Mark Zuckerberg presses himself into the public eye. It was his insistence and demanding countenance that first brought to my mind those ancient socialist realist statues of Lenin pressing forward against the wind, oversized, waving a bronzed document, almost a hundred years ago in the century’s first great wave — worldwide wave — of “new man” generational politics. It came then from the realization that they simply had the numbers. Capital had already fled Russia. Russian gentry were now waiters in Paris and all was left were peasants; comrades then, millions upon millions of them. And the document: the three-page, single-spaced letter that Zuckerberg had prepared; a letter to potential investors for a $5 billion initial public offering of Facebook. It was a manifesto:

“We live at a moment when the majority of people in the world have access to the Internet or mobile phones — the raw tools necessary to start sharing what they’re thinking, feeling and doing with whomever they want. Facebook aspires to build the services that give people the power to share and help them once again transform many of our core institutions and industries … There is a huge need and a huge opportunity to get everyone in the world connected, to give everyone a voice and to help transform society for the future.”

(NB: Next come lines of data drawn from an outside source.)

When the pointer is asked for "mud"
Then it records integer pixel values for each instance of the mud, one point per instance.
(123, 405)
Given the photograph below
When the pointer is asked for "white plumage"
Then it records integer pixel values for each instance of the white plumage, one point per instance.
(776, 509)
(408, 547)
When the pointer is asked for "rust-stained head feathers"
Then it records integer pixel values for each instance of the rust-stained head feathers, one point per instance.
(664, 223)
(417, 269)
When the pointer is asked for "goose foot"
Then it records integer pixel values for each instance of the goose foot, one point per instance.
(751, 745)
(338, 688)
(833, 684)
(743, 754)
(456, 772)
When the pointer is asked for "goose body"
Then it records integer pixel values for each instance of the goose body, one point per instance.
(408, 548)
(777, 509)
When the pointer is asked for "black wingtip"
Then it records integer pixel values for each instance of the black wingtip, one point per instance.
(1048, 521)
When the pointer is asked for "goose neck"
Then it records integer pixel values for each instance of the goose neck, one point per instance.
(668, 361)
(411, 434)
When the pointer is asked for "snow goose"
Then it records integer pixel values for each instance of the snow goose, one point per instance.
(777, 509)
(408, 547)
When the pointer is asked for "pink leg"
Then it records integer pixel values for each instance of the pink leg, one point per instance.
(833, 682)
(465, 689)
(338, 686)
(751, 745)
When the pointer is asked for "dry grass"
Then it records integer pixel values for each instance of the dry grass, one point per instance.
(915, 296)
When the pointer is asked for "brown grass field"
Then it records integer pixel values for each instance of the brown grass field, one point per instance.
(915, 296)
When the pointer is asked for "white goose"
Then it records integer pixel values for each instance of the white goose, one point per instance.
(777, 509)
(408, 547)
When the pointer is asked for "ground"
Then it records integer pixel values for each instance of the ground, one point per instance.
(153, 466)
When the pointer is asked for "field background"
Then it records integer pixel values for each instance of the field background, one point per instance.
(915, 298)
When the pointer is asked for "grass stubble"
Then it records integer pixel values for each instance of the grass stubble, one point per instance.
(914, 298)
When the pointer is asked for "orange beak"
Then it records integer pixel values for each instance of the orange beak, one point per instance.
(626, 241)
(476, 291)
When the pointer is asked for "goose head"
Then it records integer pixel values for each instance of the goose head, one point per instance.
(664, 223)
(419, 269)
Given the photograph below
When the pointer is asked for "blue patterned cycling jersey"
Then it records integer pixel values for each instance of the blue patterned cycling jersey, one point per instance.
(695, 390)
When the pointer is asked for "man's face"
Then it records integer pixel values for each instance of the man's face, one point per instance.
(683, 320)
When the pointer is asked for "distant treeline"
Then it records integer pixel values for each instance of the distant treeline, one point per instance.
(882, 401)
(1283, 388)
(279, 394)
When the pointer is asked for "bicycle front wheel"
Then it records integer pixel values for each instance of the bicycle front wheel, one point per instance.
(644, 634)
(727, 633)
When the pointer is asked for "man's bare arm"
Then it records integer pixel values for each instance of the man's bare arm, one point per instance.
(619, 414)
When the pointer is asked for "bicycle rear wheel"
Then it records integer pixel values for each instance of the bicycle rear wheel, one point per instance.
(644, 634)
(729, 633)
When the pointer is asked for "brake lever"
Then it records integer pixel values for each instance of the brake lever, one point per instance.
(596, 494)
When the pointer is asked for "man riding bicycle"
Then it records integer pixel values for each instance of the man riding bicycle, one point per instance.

But the key was in the urgency of his voice before the microphones: They had the numbers. Not so many as Borodin would have in Russia and China when he put them together, but they were getting there. And the legitimacy of the vision came from that: There are more of us. And we will change you: We will change government, we will change what you buy, we will change your life and who you are. But Trotsky was a better writer. Here, from his defense of the October Revolution:

“It is true that humanity has more than once brought forth giants of thought and action, who tower over their contemporaries like summits in a chain of mountains. The human race has a right to be proud of its Aristotle, Shakespeare, Darwin, Beethoven, Goethe, Marx, Edison and Lenin. But why are they so rare? Above all, because almost without exception, they came out of the upper and middle classes. Apart from rare exceptions, the sparks of genius in the suppressed depths of the people are choked before they can burst into flame.”

The agitprop was breathtaking:

“Anthropology, biology, physiology and psychology have accumulated mountains of material to raise up before mankind in their full scope the tasks of perfecting and developing body and spirit. Psychoanalysis, with the inspired hand of Sigmund Freud, has lifted the cover of the well which is poetically called the ‘soul.’ And what has been revealed? Our conscious thought is only a small part of the work of the dark psychic forces. Learned divers descend to the bottom of the ocean and there take photographs of mysterious fishes. Human thought, descending to the bottom of its own psychic sources, must shed light on the most mysterious driving forces of the soul and subject them to reason and to will.”

Say what you like but fearless they were to a flaw and would shake the world in 10 days. Facebook, basically a Yellow Pages for kids, will take longer.

Trotsky’s famous phrase was repeated often; Everyman a Plato, Lincoln, a Marx. But maybe we have reached the end of the cycle as we find the Everyman today a Newt, a Maynard G. Krebs, a Donald, a Lady Gaga.

Time ahead to begin again from scratch.